Operators report on production losses from Colorado flooding
Independent exploration and production companies Noble Energy Inc. and Anadarko Petroleum Corp. have provided updates on Colorado activity almost a month after floods inundated the state.
Independent exploration and production companies Noble Energy Inc. and Anadarko Petroleum Corp. have provided updates on Colorado activity almost a month after floods inundated the state (OGJ Online, Sept. 19, 2013).
Noble, which experienced flooding in northern Colorado at its DJ basin operations, reported a total average net production loss of 2,000 boe/d for this year’s third quarter. About 70% of that amount was oil, condensate, and natural gas liquids.
Wells that were proactively shut in before the floods are in the process of being returned to production, Noble said. Only 4% of the company’s operated wells remain offline.
Drilling activities have returned to normal levels, with all rigs currently operating. Limited access to certain affected areas has resulted in delays to the firm’s completion activities. Noble said the combined impact of remaining well shut ins and delayed completion operations is expected to impact this year’s fourth quarter average volumes by 5,000-7,000 boe/d, 80% of which is expected to be liquid volumes.
Acceleration of completion activities is under way and will contribute to the elimination of the backlog by the end of first-quarter 2014, Noble said. Despite these impacts, current production levels are already in excess of preflood volumes as a result of the growth the company has experienced in the basin, it added.

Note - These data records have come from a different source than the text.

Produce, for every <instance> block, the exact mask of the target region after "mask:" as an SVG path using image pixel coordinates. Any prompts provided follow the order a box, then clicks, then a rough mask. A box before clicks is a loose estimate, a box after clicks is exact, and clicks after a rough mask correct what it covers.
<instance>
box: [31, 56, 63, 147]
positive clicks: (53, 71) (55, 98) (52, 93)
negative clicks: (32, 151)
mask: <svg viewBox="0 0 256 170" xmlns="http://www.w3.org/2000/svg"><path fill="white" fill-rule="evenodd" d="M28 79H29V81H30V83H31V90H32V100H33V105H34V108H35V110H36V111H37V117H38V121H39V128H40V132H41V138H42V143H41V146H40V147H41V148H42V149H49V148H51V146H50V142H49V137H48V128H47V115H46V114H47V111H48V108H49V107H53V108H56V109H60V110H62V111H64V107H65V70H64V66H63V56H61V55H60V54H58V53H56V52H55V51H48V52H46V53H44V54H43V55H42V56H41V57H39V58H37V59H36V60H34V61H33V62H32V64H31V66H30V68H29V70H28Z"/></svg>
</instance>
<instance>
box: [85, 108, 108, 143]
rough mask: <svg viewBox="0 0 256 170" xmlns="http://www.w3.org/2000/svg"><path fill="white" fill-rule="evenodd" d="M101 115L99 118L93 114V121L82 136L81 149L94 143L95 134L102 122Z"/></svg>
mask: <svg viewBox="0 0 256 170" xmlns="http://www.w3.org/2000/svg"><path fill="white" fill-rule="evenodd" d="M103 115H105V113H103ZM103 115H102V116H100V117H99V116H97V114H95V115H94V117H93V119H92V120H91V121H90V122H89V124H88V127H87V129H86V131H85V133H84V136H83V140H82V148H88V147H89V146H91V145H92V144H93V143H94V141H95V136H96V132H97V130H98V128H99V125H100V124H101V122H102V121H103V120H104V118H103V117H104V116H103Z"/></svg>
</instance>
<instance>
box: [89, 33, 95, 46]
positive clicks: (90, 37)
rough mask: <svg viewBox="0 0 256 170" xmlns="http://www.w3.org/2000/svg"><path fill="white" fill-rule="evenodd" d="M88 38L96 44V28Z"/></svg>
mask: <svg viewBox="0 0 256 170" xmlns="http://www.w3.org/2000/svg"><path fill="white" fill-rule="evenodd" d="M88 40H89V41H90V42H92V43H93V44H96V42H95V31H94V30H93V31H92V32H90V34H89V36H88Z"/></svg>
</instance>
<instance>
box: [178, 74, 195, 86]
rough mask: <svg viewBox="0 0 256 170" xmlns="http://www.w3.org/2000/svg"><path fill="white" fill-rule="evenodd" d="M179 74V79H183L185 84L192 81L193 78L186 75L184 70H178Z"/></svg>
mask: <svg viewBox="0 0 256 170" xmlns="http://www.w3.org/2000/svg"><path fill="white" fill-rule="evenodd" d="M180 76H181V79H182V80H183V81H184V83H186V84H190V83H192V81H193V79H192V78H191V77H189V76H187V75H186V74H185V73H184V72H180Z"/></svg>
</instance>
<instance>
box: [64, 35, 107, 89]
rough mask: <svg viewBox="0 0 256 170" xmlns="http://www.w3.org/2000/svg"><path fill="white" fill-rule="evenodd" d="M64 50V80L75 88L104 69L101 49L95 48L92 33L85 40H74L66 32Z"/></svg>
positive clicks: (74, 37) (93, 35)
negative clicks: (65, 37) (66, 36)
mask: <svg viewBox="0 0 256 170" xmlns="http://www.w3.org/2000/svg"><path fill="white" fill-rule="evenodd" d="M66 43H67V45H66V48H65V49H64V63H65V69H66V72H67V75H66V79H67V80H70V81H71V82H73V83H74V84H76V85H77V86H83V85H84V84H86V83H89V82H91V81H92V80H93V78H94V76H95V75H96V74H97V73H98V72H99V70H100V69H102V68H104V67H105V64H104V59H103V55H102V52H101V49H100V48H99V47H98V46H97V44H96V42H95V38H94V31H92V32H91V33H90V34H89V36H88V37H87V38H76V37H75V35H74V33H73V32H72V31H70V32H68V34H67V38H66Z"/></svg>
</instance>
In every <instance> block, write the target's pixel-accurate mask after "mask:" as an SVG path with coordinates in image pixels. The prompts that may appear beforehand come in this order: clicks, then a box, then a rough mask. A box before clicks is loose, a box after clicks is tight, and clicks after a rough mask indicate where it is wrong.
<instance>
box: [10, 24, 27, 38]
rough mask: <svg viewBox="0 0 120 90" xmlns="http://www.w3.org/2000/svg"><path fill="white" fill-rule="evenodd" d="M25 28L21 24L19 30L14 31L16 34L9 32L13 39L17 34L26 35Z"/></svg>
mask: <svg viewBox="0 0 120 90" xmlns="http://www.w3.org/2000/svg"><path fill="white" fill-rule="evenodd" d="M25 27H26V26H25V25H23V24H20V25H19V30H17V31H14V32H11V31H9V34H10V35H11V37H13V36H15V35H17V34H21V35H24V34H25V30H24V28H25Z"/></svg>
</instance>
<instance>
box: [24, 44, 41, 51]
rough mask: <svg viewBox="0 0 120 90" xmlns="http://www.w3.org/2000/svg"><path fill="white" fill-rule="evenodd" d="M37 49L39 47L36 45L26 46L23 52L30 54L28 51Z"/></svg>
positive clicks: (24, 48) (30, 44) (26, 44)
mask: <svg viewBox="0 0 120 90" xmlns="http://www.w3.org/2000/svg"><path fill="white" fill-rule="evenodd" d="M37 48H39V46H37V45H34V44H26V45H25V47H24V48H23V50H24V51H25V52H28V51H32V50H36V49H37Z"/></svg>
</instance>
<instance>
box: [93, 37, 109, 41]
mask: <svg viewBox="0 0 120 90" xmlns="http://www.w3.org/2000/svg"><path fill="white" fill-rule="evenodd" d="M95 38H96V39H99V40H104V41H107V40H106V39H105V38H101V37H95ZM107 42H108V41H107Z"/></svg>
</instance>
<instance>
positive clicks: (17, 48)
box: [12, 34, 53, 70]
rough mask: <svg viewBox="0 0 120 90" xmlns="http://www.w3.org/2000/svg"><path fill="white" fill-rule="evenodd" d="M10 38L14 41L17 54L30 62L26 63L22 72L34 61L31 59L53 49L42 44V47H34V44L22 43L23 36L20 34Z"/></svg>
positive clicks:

Last week, Anadarko reported temporary delays to its expansion of capacity in the Greater Wattenberg area caused by flooding. Those delays are expected to reduce the company’s total estimated full-year sales volumes by 2.5 million boe.
However, the company anticipates its total annual sales volumes to still be within the provided guidance of 281-287 million boe.
Last month, Anadarko reported disruptions to its drilling, completions, and construction activities caused by damaged roads, bridges, rail, and other issues that hinder the ability to move heavy equipment such as rigs and compression units.
Anadarko operates more than 5,800 wells, 2,500 storage tank facilities, and 3,200 miles of pipeline. The company shut in 675 operated vertical wells prior to and during the flooding. There were no environmental impacts related to its drilling or hydraulic fracturing activities in the area, the company said.
It stated that as conditions improve, the Wattenberg horizontal program plans to complete expansions throughout the field and drill 350-400 horizontal wells in 2014. Anadarko had 2.56 billion boe of proved reserves as of yearend 2012, making it one of the world’s largest independents.
The US Department of Energy’s Office of Electricity Delivery and Energy Reliability cited the Colorado Oil & Gas Association as reporting on Sept. 17 almost 1,900 oil and gas wells were shut in by the flooding. The Colorado Oil & Gas Conservation Commission said Sept. 19 that it had been tracking nearly a dozen oil releases in the flooded areas.